Since President Biden took office in January and, as is typically the case with any new administration, the EPA has been undergoing a transition period, including the March 11 swearing-in of the agency’s 16th administrator, Michael Regan, formerly the North Carolina Department of Environmental Quality secretary.
“He’s hit the ground running, and I can say that in all the remarks that I’ve heard him make thus far that PFAS is certainly one of his top priorities, so I will say off the bat I anticipate our action plan will continue to get refined as he gets up to speed,” said Aaryn Jones, EPA interim Region 4 (Southeast) PFAS coordinator.
What that means for the organizations asking the current administration to reverse the denial of their petition remains to be seen.
What is clear at this point is that the organizations and the EPA agree that more research needs to be done to determine how these chemicals affect human health and the environment.
The debate the petition brings forth is the methods in which that research is conducted and who should cover the cost of the studies.
By the numbers, a small request
PFAS are a group of about 5,000 synthetic compounds used to make water- and grease-resistant products found in nonstick cookware, firefighting foam, water-repellent clothing, lubricants, stain-resistant carpets, paints, cosmetics and fast-food packing.
Last summer, Chemours, as part of its consent order agreement with North Carolina, showed that its Fayetteville Works Facility was releasing more than 250 unknown compounds into the Cape Fear River.
Drake Phelps is a scientific adviser to the group of petitioners, which include the Center for Environmental Health, Cape Fear River Watch, Clean Cape Fear, North Carolina Black Alliance, Democracy Green and Toxic Free NC.
“These are compounds that Chemours themselves doesn’t appear to know what they are, and this is for a variety of reasons,” said Phelps, a doctoral candidate at North Carolina State University studying how PFAS suppress the immune systems in fish and humans and a member of Clean Cape Fear. “It may be technical issues identifying them. It could be that they are very complex structurally or chemically complex. It just goes to show that this is an immense problem that our petition is a subset of 54 (PFAS), but really, this is huge.”
The petition originally submitted last October asks the EPA by authority under the Toxic Substances Control Act, or TSCA, to order Chemours to fund testing by independent scientists on 54 PFAS manufactured at the Fayetteville plant and have been found in human blood, drinking water, groundwater, soil, air and crops grown adjacent to and downstream of the plant.
PFAS have been released into the Cape Fear River, a water source for nearly 300,000 residents, for decades, a fact brought to the public’s attention in 2017 in an article published by the Wilmington Star-News.
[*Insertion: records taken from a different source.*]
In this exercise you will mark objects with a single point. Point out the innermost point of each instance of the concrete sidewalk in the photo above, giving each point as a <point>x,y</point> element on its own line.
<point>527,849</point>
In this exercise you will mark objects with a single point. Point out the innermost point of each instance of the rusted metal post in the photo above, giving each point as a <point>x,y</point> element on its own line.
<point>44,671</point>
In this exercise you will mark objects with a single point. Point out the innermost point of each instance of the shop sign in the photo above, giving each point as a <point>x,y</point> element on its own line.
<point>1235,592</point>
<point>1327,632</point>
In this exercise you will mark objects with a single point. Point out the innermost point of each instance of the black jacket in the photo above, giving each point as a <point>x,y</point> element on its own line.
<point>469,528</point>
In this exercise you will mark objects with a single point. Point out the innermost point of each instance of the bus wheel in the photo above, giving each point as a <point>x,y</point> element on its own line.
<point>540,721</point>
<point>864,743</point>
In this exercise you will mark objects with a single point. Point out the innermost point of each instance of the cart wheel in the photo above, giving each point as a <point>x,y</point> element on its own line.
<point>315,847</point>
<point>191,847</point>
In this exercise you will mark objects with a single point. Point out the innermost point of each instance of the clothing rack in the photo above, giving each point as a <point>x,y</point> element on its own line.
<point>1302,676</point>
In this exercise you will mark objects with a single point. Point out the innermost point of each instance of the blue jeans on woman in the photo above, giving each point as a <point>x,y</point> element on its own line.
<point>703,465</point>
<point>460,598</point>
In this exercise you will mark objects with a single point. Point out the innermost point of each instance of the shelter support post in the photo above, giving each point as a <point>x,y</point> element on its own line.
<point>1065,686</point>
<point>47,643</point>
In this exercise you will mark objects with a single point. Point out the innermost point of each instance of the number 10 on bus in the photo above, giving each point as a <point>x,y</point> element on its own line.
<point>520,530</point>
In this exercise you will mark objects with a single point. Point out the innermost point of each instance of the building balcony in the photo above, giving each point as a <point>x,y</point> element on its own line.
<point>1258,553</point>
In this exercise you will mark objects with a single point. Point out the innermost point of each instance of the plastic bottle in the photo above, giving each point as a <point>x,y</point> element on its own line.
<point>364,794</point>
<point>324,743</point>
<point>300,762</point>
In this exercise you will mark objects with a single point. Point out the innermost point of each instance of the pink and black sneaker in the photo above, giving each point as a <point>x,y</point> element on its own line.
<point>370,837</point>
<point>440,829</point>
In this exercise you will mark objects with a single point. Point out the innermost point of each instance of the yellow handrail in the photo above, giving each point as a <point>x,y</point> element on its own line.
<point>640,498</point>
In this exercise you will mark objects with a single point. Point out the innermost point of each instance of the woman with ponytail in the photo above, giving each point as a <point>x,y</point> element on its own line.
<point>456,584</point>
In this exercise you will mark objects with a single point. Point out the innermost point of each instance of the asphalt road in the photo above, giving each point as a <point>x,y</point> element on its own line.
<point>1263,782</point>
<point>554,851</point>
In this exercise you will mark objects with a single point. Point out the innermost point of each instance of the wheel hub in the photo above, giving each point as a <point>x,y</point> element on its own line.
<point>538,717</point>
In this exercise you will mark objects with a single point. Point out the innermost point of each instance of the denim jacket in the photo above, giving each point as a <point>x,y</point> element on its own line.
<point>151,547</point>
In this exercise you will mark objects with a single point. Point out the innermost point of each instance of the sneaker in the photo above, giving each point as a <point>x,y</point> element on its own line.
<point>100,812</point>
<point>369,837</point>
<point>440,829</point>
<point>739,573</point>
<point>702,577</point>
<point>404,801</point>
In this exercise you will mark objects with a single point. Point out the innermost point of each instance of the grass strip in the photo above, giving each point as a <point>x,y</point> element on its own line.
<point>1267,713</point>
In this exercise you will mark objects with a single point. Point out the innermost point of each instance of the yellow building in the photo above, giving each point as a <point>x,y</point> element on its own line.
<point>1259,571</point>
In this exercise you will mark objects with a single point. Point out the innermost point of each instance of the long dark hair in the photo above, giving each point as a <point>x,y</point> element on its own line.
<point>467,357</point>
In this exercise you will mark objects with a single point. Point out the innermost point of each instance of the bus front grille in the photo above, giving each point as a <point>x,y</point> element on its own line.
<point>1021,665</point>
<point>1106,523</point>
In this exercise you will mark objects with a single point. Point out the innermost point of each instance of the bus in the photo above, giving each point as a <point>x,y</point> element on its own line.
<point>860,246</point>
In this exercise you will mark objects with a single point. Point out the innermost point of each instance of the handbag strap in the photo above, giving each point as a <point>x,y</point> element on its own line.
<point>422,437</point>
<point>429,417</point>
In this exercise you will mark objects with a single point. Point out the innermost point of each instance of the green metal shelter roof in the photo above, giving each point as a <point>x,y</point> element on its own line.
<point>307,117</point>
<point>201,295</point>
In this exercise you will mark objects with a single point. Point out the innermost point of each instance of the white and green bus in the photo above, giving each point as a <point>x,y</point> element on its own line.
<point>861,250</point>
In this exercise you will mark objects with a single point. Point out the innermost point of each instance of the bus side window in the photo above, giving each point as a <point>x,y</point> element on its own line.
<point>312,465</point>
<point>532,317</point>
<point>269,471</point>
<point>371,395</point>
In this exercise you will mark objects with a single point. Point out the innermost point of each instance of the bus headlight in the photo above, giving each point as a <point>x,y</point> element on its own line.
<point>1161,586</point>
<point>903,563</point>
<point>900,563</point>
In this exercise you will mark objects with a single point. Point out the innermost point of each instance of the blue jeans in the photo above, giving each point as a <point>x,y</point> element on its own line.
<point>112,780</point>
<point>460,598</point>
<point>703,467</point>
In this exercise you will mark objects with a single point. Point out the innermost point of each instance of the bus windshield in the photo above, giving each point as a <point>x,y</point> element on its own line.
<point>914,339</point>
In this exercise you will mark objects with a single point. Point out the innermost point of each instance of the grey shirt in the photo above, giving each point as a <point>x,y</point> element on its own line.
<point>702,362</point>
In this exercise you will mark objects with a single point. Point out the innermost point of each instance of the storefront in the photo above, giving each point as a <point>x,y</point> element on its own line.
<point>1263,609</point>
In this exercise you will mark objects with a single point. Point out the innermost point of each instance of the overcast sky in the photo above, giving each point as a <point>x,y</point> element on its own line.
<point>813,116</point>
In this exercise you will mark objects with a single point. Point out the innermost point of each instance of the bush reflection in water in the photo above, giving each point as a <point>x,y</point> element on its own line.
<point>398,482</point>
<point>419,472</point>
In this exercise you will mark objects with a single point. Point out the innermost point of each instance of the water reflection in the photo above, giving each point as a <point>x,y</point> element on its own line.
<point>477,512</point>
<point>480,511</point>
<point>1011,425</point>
In a multitude of public meetings held in and around the region since that article broke, one recurring question from residents has been “What do these chemicals do to our bodies?”
Take, for example, GenX, the commonly used term for perfluoro-2-propoxypropanoic acid, a chemical compound produced to make Teflon, which is used to make nonstick coating surfaces for cookware.
Last year, a study of GenX’s effects in pregnant mice and their offspring conducted by a research team at the University of North Carolina Chapel Hill showed the compound caused gestational weight gain and maternal liver damage.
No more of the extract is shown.